Face à l’exigence de flexibilité, le portage salarial serait-il une solution médiane ? Quelles sont les possibilités et les limites du portage salarial ?

Bernard Béguin, Secrétaire Général de MISSIONS-CADRES ; Eric Chauvet, Directeur Stratégies d’Opinion TNS SOFRES ; Gaspard Koenig, Fondateur du think-tank Génération Libre et Claudia Lorenzi, Juriste d’UMALIS GROUP ont questionné le modèle actuel du portage salarial et ses perspectives lors de la conférence « Innovons pour l’emploi », organisée le 3 juin dernier à Paris, par la Chaire Entrepreneuriat ESCP Europe EY.

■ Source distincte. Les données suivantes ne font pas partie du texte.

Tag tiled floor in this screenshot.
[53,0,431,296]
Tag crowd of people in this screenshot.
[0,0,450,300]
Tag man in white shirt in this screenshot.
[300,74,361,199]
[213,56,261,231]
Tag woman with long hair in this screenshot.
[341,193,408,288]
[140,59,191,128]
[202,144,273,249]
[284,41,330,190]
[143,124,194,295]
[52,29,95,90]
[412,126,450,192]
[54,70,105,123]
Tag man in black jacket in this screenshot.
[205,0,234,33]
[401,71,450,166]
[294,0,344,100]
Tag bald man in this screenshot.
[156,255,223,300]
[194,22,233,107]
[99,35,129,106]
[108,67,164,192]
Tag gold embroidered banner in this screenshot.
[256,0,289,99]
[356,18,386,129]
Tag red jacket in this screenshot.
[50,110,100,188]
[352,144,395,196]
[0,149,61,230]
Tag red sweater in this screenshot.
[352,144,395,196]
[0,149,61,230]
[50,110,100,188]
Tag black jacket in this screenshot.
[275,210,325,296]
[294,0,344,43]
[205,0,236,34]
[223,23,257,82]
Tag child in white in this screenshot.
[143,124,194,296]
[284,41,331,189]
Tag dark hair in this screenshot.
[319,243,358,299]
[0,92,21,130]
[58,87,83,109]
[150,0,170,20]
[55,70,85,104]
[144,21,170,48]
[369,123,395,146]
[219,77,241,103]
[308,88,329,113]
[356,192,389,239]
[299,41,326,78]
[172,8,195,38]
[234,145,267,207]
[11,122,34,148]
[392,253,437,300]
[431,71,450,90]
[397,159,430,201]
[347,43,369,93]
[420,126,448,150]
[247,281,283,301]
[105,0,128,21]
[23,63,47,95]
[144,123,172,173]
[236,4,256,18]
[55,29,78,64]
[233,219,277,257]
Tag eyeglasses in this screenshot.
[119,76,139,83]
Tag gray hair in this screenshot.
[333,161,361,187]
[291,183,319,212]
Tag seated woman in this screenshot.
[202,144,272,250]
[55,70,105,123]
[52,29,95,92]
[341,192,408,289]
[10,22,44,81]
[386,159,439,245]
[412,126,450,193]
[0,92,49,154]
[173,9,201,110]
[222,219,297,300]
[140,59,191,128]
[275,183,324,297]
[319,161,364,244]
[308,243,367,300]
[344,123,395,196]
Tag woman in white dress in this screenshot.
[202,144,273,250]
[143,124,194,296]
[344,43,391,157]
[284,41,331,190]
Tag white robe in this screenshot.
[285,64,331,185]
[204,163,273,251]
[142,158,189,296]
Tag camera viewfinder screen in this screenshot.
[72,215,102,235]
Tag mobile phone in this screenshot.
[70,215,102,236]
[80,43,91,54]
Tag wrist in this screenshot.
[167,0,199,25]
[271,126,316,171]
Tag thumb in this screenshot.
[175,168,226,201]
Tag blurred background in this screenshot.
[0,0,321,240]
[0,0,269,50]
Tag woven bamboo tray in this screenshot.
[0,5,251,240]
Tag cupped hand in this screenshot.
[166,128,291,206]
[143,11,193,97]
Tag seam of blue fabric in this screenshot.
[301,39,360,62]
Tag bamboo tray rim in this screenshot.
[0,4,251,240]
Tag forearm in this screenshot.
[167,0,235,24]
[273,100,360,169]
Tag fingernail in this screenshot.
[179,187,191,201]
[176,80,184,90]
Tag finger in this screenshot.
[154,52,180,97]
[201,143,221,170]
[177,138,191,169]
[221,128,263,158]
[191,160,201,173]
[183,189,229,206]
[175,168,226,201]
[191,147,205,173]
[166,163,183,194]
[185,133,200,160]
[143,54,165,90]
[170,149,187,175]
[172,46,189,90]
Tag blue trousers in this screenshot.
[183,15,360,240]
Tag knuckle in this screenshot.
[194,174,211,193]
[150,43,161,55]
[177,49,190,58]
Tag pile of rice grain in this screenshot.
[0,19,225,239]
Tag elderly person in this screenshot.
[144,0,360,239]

Le portage salarial peut-il répondre aux tendances actuelles de l’emploi ?

Pour François Mare, animateur de la table ronde et par ailleurs expert en stratégie de digitalisation d’entreprise « les tendances actuelles de l’emploi sont en pleine mutation avec une exigence de flexibilité incontournable pour faire face à la concurrence. Morcellement des tâches, besoin de se former de manière continuelle, souplesse d’embauche pour des projets de type Test and Learn… Les entreprises sont aujourd’hui amenées à être en agilité constante ».

Dans son introduction, il interroge le modèle de l’emploi actuel « Entre d’un côté l’héritage d’une relation au travail encadrée et relativement protectrice et de l’autre côté, devenir l’entrepreneur de sa propre expertise, comment s’adapter à ces évolutions pour qu’employeur et employé restent réciproquement attractifs ? »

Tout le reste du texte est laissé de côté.